I started playing Little League in third grade and Pop Warner in fourth grade. I remember watching Alan Wiggins play at the Boys Club during my years at Edison, when I was too young to play. He was another one of the Pasadena area's great athletes during the 1970s, excelling at second base. He had a successful Major League Baseball career, mainly with the San Diego Padres. He stole seventy bases in the 1984 season, when the Padres went to the World Series (a team record that still stands to this day). Sadly, he got involved in drugs, which affected his performance on the field. The Padres suspended him, traded him to the Baltimore Orioles, and before long his career was over. He is believed to be the first major leaguer to die of AIDS. A lot of people only remember the negative things about Alan because that's what was exploited in the media, but he was a great mentor to me.

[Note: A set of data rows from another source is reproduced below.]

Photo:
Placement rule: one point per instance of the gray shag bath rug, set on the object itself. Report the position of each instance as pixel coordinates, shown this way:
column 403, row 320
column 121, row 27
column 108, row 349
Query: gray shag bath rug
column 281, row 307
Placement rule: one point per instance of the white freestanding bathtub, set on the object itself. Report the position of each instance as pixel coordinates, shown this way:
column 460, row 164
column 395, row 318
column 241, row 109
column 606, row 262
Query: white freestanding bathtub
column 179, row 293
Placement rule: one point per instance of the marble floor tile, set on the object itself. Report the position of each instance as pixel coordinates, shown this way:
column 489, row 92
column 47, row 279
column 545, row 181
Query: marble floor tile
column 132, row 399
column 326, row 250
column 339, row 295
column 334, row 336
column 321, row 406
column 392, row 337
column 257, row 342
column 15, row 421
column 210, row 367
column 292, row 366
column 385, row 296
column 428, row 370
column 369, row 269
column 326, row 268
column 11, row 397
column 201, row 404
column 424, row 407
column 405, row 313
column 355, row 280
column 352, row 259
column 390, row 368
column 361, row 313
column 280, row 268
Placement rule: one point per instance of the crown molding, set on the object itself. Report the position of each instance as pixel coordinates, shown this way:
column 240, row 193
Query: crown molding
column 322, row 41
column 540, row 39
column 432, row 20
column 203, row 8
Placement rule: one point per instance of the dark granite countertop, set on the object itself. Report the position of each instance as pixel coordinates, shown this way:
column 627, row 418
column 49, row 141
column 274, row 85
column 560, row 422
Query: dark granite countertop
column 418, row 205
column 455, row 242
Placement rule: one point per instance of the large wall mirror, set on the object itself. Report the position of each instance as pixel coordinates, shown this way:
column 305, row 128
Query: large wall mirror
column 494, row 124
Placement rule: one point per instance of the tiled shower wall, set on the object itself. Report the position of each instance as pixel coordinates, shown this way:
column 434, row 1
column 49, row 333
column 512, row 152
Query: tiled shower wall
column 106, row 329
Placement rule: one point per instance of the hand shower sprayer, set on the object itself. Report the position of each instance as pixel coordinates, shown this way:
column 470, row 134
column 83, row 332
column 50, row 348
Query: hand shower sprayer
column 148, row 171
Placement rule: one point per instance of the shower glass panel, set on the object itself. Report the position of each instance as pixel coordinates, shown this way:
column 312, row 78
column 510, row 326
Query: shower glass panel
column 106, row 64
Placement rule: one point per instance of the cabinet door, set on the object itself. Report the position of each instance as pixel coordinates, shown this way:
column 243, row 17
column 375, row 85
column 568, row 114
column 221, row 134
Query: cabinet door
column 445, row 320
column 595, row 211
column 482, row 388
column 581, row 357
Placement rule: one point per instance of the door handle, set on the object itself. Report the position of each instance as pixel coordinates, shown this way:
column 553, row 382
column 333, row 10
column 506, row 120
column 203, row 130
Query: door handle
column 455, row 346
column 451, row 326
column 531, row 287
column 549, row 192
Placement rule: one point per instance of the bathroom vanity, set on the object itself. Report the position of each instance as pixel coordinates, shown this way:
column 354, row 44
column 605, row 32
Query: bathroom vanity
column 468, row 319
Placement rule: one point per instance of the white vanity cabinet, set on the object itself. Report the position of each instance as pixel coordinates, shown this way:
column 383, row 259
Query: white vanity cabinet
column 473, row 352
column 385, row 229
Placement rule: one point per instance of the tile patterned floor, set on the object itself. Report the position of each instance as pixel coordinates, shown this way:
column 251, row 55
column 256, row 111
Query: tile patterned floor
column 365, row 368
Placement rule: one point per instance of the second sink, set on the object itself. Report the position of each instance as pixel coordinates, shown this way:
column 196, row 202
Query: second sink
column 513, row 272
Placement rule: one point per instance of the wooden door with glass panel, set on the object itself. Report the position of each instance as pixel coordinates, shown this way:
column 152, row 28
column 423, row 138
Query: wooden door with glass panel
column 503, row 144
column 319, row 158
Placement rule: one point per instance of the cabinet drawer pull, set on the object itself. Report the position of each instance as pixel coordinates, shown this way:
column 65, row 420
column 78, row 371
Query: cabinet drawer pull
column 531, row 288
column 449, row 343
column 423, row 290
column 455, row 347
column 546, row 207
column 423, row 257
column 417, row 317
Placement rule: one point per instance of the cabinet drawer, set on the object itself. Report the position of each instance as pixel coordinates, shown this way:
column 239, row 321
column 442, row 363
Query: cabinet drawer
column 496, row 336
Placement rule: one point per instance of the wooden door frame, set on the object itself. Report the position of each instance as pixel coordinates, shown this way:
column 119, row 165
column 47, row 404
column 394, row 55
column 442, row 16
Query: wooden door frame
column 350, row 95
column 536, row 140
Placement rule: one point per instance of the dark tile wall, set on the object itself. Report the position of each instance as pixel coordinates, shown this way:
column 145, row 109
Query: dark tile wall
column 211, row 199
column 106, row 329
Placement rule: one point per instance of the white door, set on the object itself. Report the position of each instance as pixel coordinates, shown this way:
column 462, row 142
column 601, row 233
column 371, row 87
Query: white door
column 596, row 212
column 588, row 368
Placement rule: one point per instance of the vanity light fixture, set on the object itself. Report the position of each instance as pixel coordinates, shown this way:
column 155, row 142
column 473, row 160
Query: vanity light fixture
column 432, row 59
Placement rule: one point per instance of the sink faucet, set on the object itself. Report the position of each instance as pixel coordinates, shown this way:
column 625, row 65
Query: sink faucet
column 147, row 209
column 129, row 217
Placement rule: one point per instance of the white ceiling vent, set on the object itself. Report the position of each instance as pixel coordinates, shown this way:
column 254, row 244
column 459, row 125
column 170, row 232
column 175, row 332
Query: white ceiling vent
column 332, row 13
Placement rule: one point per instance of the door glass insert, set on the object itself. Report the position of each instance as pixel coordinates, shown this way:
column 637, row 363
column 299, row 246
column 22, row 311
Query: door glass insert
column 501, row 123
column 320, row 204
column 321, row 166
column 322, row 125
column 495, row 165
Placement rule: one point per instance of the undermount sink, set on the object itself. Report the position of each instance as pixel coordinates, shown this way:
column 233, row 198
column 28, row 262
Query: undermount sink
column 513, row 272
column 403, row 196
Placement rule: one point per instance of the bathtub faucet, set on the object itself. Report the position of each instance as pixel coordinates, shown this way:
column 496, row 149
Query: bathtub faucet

I cut my right hand when I was eight years old, my first year trying out for West Altadena Little League. At the time, the teams in that division were the Diggers, the Hornets, the Raiders, the Rangers, the Red Devils, and the Warriors. I was the first player picked for the Diggers at Loma Alta Park. Alan Wiggins was also on that team, and his younger brother Kenny was automatically drafted to the Diggers.
Alan was told to mentor me and take me under his wing, to practice with me, work with me, and mold me into the next third baseman, which Alan played at that time. He started calling me his little brother. At that time, Kenny didn't want to practice or run laps. He'd whine and cry, which embarrassed Alan, but I always tried to practice and play hard. As a result, Kenny was cut from the team. We became friends anyway, and he ended up making the team the following two years. At one point, he led Loma Alta Park in home runs. He was always an intelligent, smart, gifted guy. Bobby Grant and Chucky Mitchell were other teammates my first year on the Diggers.
In fourth grade, I missed being in the gifted resource program by two points, partly because I refused to wear glasses. I wanted to be seen more as an athlete than a bookworm. That didn't look cool.
I got the nickname Bullet at the end of my first year of Pop Warner. Some people believe it was because I would hustle during wind sprints when the other players didn't. Guys like Chucky and Dennis Mitchell, Thumper and Orlando White, Eric Grant, and Michael Taylor. But the real origin of the nickname came from Curtis Ganther, who lived a block away from us on Las Flores Street. He attended Sacred Heart, a private school. He used to make fun of me for being poor. For example, before I got my first pair of cleats, I used to play in tennis shoes. When I took off my helmet, it left an impression on my head in the shape of a bullet, so Curtis started calling me Bullet Head. My teammates came to my defense, though. They dropped head from the nickname and started calling me Bullet because of how fast I ran wind sprints.